The Games were then officially opened by Princess Anne.

==Medal table==

| Rank | Nation | Gold | Silver | Bronze | Total |
| 1 | United States (USA) | 29 | 23 | 27 | 79 |
| 2 | China (CHN) | 21 | 19 | 11 | 51 |
| 3 | Soviet Union (URS) | 16 | 14 | 19 | 49 |
| 4 | North Korea (PRK) | 11 | 3 | 5 | 19 |
| 5 | Italy (ITA) | 6 | 7 | 10 | 23 |
| 6 | Japan (JPN) | 5 | 15 | 8 | 28 |
| 7 | Germany (GER) | 4 | 7 | 6 | 17 |
| 8 | Great Britain (GBR)* | 4 | 5 | 5 | 14 |
| 9 | South Korea (KOR) | 4 | 2 | 4 | 10 |
| 10 | Canada (CAN) | 3 | 5 | 11 | 19 |
| 11 | Poland (POL) | 3 | 3 | 5 | 11 |
| 12 | France (FRA) | 3 | 2 | 4 | 9 |
| 13 | Hungary (HUN) | 3 | 1 | 1 | 5 |
| 14 | Ireland (IRL) | 3 | 1 | 0 | 4 |
| 15 | Australia (AUS) | 2 | 2 | 3 | 7 |
| 16 | Netherlands (NED) | 2 | 2 | 0 | 4 |
| 17 | Romania (ROM) | 1 | 3 | 1 | 5 |
| 18 | Nigeria (NGR) | 1 | 2 | 0 | 3 |
| 19 | Jamaica (JAM) | 1 | 1 | 0 | 2 |
| 20 | Bermuda (BER) | 1 | 0 | 0 | 1 |
| Chinese Taipei (TPE) | 1 | 0 | 0 | 1 |
| Finland (FIN) | 1 | 0 | 0 | 1 |
| 23 | Spain (ESP) | 0 | 3 | 4 | 7 |
| 24 | Cuba (CUB) | 0 | 1 | 1 | 2 |
| Norway (NOR) | 0 | 1 | 1 | 2 |
| 26 | Malaysia (MAS) | 0 | 1 | 0 | 1 |
| Mexico (MEX) | 0 | 1 | 0 | 1 |
| Sierra Leone (SLE) | 0 | 1 | 0 | 1 |
| Yugoslavia (YUG) | 0 | 1 | 0 | 1 |
| 30 | Belgium (BEL) | 0 | 0 | 2 | 2 |
| 31 | Indonesia (INA) | 0 | 0 | 1 | 1 |
| Kenya (KEN) | 0 | 0 | 1 | 1 |
| Totals (32 entries) |  | 125 | 126 | 130 | 381 |

== Legacy ==
Despite the initial high hopes that the Games would foster regeneration in the city, heavy financial losses continue to burden the Games' legacy. Whilst the event cost a reported £10 million to host at the time, with building costs predicted to reach only £25 million, by the opening ceremony construction had already cost £174 million. Loans taken out to build the three main arenas - Don Valley Stadium, Ponds Forge International Sports Centre and Sheffield Arena - have been refinanced four times in the years since, with the final cost coming to £658 million when it is paid off in 2024.

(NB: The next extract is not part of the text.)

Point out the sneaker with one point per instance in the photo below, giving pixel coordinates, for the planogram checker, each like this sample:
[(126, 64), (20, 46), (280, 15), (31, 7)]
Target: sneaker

The World Student Games, documented by one of the on site volunteers, Linda Stewart Pitts (Mother of writer and photographer Johny Pitts) appeared as a zine published by Café Royal Books in 2025.

The Don Valley Stadium was used in later years for a variety of events, including rugby league, American football and as Rotherham United's home ground during the construction of New York Stadium. It was demolished due to budget cuts in 2013.

The Sheffield Arena constructed for the games became the home of the Sheffield Steelers Ice hockey team in 1991, in an attempt to find a long term use for the venue. Games continue to be played by the team.

The 1991 Summer Universiade remains the only time that the Games have taken place in the United Kingdom.